Makin search on the other site and getting data and writing in xml

A

altemurbugra

Hi
is it possible to make search on for example on google without api with
a list of words
1- there is word list
2- the script will take the words from the list by turn
3-it iwll make the search
4-will get results
5-will write the results as xml file.

i dont mean only google, for other sites aswell

I hope we get a result
 
F

Fredrik Lundh

is it possible to make search on for example on google without api with
a list of words
1- there is word list
2- the script will take the words from the list by turn
3-it iwll make the search
4-will get results
5-will write the results as xml file.

http://www.google.com/terms_of_service.html

"You may not send automated queries of any sort to Google's system without express
permission in advance from Google."

</F>
 
A

Adam Jones

I dont mean only google, also other sites aswell

Google expressly forbids doing any form of automated search outside of
their api. If you want to write a script that will run Google searches,
you have to use the api to do so. As far as I know most of the other
search sites have the same requirement.

Yes, it is possible to query a bunch of search sites and dump the
results into an xml file. It is not even all that hard. In fact, I bet
running a search on the relevant terms will probably produce something
that almost does what you want.

-Adam
 
A

altemurbugra

Thank you very much for your explications. I dont mean a search engine.
for example a dictionary site for searching words.
 
A

altemurbugra

For example i give you an example about making search on one of the
site and get the result.

# #!/usr/bin/python
# # -*- coding: windows-1254; -*-
#
# import urllib
# dictionary = {} # wow, it's actually a dictionary
# words = ['apple', 'banana', 'cheese']
# for word in words:
# dictionary[word] =
urllib.urlopen("http://www.example.com/look.php?w=" + word).read()
#
# print dictionary

i dont know how i can get the words from a txt file for searching by
turn
 
S

Steven D'Aprano

http://www.google.com/terms_of_service.html

"You may not send automated queries of any sort to Google's system without express
permission in advance from Google."

I'm not just being a pedantic weasel here, but what's an automated query?
Google's ToS is a legal document (maybe), and if both parties don't agree
on the meanings of terms, well, then it is a lousy legal document and a
recipe for trouble.

Google don't define "automated query"it, and I don't think they can. In
fact, the closest they come to defining it is to list three things they
want to prevent, NONE of which have anything to do with the distinction
between automated and non-automated.

(What on earth is "meta-searching"? If you're going to use terms which
don't have a commonly understood meaning, define what they mean.)

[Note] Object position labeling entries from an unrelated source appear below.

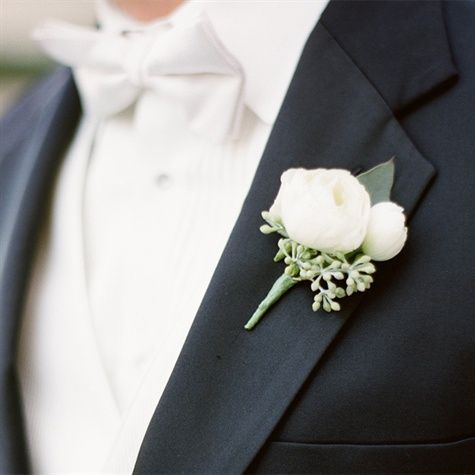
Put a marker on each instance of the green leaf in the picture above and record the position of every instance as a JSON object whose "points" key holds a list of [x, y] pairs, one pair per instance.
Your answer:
{"points": [[379, 181]]}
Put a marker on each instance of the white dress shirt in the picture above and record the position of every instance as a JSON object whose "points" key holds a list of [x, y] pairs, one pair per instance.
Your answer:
{"points": [[139, 219]]}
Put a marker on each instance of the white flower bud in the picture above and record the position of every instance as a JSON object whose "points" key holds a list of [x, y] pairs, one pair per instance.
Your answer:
{"points": [[323, 209], [387, 233]]}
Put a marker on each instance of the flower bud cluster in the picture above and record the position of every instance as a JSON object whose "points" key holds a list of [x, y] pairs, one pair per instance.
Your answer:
{"points": [[332, 277]]}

If I want to search for "foo", and I type "foo" into the Firefox search
box, is that an automated query?

What if I type "gg: foo" into Konqueror's address bar, which expands to
"http://www.google.com/search?q=foo"? Is it okay if I type the URL by hand
myself?

Can I use the browser to save the search page to a local HTML file? If
Google says no, how can they possibly hope to stop me?

What if I type this command into my shell?

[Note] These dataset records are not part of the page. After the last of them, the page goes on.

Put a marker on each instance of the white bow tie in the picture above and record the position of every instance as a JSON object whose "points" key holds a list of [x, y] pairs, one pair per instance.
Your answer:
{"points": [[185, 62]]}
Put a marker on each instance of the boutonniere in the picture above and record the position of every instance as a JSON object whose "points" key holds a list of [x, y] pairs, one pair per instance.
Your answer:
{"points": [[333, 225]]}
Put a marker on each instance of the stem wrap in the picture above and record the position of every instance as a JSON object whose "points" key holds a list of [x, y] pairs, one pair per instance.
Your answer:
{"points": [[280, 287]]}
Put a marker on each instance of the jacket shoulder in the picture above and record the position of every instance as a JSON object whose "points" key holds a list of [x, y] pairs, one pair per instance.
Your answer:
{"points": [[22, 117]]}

elinks --dump "http://www.google.com/search?q=foo" > output.html

What if I type

wget "http://www.google.com/search?q=foo"

into the shell? Surely that's no more automated than typing "foo"
into Google's search box. (wget doesn't in fact work, as Google recognises
its user-agent string and blocks it, EVEN in cases where I am using wget
manually. What, can't Google themselves tell the difference between
automatic and non-automatic searching?)

Where is the line I must not cross?

The thing is, Google doesn't want people "reselling" their services, and I
respect Google's intention. But trying to draw a distinction between
"automated" and "non-automated" requests is difficult if not impossible,
as can be seen by the heavy-handed way Google blocks the manual use of
wget. I don't condone the gross abuse of Google's service, but I don't
think an artificial distinction between automated and non-automated is a
useful way to go about it.

Of course, what I think isn't important. If Google wants to write legal
contracts that won't stand up in court (speaking as somebody who isn't a
lawyer and whose legal advice is worthless), they can. But the point is, I
see no ethical nor legal reason why a user can't create a script which is
called MANUALLY by the user and does what a browser does, namely send and
receive data from websites (which may or may not include Google).

And that, it seems to me, is what the Original Poster wanted.
 
S

Steve Holden

Steven said:
I'm not just being a pedantic weasel here, but what's an automated query?
Google's ToS is a legal document (maybe), and if both parties don't agree
on the meanings of terms, well, then it is a lousy legal document and a
recipe for trouble.

Google don't define "automated query"it, and I don't think they can. In
fact, the closest they come to defining it is to list three things they
want to prevent, NONE of which have anything to do with the distinction
between automated and non-automated.

The fact remains that Google can chop your searching ability off at the
knees if *they* determine that you have broken the terms of service, so
whether you agree or not becomes slightly academic.

regards
Steve
 
F

Fredrik Lundh

Steven said:
Google don't define "automated query"it, and I don't think they can.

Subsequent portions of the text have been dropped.